What did this implementation teach us? We confirmed our observation, coming from several previous e-commerce implementations for clients, that creating an online store is only the last element of the project and not the most important one. Building requirements for e-commerce (defining goals and metrics) and interactions of e-commerce with the company’s core business is the foundation of success.

We also paid attention to the way we conducted the project. We worked in weekly sprints, starting each of the cooperation periods with planning activities for the next sprint, we assigned personal responsibility for their execution and we made summaries in the form of project meetings and lessons learned. We used a kanban board (Planner from the Office365 package) and Teams channels to manage communication in the project. We also built an executive schedule in MS Project that we updated every week and managed by means of deviations from the baseline plan.

We also kept and regularly updated the risk register, introducing appropriate preventive and minimizing actions. We also put a lot of care and attention into the mood in the team – despite the high time pressure and the inevitability of conflicts appearing in such a large transformation project, the quality of cooperation between people involved in the project was improving from sprint to sprint.

We finished the project a month before the planned date, delivering all the expected functionalities. Thanks to that, we were invited to continue cooperation in the area of merge, production relocation, R&D development and implementation of the tailor-made mentoring program for future project managers in the company.

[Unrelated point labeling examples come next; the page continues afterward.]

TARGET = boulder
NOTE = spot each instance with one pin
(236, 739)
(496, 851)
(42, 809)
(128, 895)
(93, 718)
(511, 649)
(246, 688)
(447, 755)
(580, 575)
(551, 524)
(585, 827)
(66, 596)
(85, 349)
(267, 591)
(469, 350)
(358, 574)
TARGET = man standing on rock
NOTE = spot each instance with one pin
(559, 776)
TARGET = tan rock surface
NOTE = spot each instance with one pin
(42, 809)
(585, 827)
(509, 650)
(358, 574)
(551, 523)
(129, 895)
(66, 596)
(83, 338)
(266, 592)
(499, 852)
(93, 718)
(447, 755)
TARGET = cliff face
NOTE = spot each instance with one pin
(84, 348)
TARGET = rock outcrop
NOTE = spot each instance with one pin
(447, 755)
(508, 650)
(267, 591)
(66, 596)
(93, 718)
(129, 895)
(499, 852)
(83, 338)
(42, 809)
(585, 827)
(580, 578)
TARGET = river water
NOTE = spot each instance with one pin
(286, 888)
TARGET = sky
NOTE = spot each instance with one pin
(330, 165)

We are currently running three more e-commerce implementations for clients. The conclusions we draw from these implementations are almost identical as those observed in Herbapol Poznań. It is easy to build an online store, just as it is easy to implement a CRM system. It is important, however, that it is not “dead” or empty – so we encourage readers to devote enough time to preparatory and analytical work before you start building tools.

A valuable lesson 

As a conclusion, this e-commerce implementation has provided us with valuable lessons and insights that are not only applicable to future projects, but also contribute to a broader understanding of effective project management and e-commerce strategy. It puts emphasis on the importance of thorough planning, effective project management, proactive risk management, positive team dynamics, and continuous learning and improvement. These are all critical factors that can significantly influence the success of an e-commerce implementation and, ultimately, the company’s business performance.